A new Android trojan dubbed “Joker” has been discovered with malware dropper and spyware capabilities in 24 Google Play Store apps.
In a blog post, researcher Aleksejs Kuprins from CSIS Security Group described how he had observed the Joker on Google Play. It was detected in 24 apps with over 472,000 installs in total.
It is designed to deliver a second stage component, which simulates user interaction on ad sites to harvest a victim’s device information, contact list and text messages. The interaction with the advertisement websites “includes simulation of clicks and entering of the authorization codes for premium service subscriptions.”
“This strategy works by automating the necessary interaction with the premium offer’s webpage, entering the operator’s offer code, then waiting for a SMS message with a confirmation code and extracting it using regular expressions. Finally, the Joker submits the extracted code to the offer’s webpage, in order to authorize the premium subscription.”
Android users from a specific list of countries are being targeted by the Joker trojan, including Australia, United Kingdom, France, Germany and Ireland. Most of the infected apps contain a list of Mobile Country Codes (MCCs). The victim also has to be using a SIM from one of the 37 countries in order to receive the second stage payload.
“Furthermore, most of the discovered apps have an additional check, which will make sure that the payload won’t execute when running within the US or Canada. The UI of C&C panel and some of the bot’s code comments are written in Chinese, which could be a hint in terms of geographical attribution.”

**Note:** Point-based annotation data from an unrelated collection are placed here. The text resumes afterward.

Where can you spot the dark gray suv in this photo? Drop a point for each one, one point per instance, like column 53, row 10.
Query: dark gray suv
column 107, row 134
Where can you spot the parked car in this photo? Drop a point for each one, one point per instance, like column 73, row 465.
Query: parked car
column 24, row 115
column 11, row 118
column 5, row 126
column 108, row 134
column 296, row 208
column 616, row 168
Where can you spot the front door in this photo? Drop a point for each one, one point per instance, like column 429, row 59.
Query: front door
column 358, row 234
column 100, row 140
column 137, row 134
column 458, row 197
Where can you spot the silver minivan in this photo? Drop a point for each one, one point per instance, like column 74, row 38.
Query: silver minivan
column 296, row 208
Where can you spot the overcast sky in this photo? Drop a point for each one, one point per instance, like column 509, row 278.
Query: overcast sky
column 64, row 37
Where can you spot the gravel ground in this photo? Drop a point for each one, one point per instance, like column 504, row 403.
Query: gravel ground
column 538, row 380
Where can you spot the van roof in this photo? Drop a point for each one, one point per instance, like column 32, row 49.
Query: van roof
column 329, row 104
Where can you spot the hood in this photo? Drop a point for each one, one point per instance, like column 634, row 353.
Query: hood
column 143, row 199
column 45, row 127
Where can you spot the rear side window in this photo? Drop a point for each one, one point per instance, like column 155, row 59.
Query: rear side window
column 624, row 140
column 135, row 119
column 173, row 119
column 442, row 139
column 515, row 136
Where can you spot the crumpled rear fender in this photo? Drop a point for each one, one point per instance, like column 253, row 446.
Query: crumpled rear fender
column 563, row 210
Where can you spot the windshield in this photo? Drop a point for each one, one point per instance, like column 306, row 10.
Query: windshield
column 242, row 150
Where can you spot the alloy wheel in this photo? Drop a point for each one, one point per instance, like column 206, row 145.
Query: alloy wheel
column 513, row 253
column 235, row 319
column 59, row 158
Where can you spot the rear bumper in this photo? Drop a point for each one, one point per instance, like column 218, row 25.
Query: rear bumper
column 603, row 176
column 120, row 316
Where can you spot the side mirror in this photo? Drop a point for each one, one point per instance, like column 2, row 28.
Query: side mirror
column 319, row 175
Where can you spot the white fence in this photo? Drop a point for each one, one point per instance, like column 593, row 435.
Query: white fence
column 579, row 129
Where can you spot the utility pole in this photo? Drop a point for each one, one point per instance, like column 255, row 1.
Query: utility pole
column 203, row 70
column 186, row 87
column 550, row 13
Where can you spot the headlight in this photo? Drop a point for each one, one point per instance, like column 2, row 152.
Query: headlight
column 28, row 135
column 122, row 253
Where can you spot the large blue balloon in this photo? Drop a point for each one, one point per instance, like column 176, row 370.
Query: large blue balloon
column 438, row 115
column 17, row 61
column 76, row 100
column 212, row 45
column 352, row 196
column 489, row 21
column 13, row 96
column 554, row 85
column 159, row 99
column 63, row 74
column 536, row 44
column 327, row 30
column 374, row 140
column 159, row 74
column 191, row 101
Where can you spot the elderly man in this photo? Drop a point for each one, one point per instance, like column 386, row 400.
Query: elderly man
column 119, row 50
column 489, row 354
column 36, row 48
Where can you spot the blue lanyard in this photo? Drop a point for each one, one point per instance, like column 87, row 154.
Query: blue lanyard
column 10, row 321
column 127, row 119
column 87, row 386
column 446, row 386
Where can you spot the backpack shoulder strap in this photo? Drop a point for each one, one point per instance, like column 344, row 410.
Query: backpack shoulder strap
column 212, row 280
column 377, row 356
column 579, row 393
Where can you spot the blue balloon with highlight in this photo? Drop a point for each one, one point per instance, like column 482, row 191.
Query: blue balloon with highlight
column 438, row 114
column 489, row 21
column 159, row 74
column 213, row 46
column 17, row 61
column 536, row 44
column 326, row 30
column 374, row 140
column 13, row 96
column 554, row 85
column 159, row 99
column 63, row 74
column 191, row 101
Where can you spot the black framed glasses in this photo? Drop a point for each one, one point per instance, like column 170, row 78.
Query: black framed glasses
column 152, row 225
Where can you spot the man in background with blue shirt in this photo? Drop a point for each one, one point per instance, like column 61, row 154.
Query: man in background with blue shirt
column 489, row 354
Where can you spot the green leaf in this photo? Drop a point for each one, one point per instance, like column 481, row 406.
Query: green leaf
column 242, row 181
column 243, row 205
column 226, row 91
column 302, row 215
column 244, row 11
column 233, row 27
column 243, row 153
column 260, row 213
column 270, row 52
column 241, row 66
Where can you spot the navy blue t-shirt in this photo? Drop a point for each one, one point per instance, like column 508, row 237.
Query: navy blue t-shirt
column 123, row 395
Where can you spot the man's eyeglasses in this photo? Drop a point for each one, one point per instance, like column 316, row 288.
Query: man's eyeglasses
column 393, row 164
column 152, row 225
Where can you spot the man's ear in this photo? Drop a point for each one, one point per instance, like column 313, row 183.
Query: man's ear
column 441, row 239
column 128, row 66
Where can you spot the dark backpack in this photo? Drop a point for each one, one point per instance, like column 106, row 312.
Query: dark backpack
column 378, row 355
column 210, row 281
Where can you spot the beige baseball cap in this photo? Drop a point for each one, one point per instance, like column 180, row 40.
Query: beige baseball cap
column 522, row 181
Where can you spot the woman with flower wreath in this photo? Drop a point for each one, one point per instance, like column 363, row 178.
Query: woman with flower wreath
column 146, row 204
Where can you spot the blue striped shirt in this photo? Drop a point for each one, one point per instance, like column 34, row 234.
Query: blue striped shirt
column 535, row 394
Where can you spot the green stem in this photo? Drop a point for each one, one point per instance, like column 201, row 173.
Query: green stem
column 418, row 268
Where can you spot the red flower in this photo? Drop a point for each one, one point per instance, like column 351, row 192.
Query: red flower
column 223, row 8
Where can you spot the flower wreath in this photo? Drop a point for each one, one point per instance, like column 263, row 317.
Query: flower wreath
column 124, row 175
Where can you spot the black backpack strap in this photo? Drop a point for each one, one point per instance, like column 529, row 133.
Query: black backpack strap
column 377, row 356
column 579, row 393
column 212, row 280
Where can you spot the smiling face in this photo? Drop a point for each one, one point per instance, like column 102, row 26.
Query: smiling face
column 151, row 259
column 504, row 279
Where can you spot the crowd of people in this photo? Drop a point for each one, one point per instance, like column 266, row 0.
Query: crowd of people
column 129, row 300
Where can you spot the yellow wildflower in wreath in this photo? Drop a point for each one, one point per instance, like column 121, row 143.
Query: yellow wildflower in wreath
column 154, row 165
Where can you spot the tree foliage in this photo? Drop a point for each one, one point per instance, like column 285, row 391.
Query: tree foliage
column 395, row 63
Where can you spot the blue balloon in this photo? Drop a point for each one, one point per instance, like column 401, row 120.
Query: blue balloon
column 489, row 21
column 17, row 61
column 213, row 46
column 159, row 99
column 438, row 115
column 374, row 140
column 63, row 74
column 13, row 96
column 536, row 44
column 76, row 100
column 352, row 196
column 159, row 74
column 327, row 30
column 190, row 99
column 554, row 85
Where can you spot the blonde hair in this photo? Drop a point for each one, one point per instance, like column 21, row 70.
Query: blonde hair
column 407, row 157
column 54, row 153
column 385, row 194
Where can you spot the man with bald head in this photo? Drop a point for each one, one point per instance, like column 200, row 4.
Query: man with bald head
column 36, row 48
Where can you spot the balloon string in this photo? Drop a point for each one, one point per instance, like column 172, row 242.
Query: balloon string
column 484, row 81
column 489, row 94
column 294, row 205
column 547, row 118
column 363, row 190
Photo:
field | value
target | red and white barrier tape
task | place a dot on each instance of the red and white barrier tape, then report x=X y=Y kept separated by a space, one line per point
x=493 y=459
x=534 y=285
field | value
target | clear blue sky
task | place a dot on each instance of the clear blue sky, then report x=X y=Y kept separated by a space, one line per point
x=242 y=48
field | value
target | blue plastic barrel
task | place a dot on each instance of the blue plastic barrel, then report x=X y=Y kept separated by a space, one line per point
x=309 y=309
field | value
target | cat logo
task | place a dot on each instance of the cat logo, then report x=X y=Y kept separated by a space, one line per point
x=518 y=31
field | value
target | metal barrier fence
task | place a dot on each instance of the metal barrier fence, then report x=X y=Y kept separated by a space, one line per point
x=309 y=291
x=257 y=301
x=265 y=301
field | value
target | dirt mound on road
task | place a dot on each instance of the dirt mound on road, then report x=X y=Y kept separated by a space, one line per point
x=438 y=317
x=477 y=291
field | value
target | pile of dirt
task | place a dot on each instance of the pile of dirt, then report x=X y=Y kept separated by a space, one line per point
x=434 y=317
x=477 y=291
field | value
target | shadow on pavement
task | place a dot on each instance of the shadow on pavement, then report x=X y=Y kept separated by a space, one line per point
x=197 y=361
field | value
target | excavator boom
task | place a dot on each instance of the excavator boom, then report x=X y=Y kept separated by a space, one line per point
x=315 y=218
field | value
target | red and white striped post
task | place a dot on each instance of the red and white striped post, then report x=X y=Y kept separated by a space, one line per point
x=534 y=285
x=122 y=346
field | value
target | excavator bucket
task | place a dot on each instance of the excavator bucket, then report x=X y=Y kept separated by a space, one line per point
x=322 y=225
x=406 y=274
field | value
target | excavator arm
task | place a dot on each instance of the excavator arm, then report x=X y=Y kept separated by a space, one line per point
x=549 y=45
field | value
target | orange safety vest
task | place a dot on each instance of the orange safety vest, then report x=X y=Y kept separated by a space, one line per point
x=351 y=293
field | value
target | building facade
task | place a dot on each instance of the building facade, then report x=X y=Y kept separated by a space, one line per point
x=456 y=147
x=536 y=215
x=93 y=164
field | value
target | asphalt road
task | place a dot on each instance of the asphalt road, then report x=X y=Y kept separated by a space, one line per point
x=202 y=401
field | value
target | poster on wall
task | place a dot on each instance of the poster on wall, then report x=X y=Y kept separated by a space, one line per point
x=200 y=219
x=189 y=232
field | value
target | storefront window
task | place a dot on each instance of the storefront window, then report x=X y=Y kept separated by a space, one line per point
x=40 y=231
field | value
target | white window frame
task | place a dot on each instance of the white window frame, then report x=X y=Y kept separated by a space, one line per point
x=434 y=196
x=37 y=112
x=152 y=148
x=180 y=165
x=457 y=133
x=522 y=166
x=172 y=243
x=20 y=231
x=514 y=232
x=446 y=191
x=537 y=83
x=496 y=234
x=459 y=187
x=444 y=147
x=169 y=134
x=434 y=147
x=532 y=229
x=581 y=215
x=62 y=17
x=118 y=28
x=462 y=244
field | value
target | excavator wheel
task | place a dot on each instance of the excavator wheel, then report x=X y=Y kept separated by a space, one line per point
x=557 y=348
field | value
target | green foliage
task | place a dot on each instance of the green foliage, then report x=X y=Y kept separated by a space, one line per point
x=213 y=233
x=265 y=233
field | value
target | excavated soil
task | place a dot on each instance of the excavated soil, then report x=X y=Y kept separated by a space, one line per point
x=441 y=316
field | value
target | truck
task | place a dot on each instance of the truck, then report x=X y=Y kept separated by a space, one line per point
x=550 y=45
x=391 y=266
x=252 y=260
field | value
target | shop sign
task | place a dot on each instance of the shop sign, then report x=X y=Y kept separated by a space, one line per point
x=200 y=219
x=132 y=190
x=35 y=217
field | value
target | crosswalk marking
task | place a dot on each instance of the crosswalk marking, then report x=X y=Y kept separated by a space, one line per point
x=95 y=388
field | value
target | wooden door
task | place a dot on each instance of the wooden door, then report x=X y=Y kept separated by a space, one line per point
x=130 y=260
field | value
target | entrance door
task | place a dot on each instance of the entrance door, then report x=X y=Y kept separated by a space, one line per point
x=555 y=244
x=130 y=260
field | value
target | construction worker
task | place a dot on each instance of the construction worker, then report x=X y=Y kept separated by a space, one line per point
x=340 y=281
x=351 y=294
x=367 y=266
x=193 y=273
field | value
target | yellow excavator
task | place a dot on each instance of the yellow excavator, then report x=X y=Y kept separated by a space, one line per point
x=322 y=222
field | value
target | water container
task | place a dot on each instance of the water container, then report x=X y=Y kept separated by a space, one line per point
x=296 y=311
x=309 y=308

Whilst researchers at CSIS Security Group were analysing the trojan, Google removed all Joker-infected apps from the Play Store.
By removing it before being notified by the researchers shows that Google Play have malware and protection that is built-in, whereby Google’s security researchers can identify and remove undetected malware.
“We recommend paying close attention to the permission list in the apps that you install on your Android device,” Kuprins said.
“Obviously, there usually isn’t a clear description of why a certain app needs a particular permission, which means that whenever you are downloading any app — you are still relying on your gut feeling to some extent.”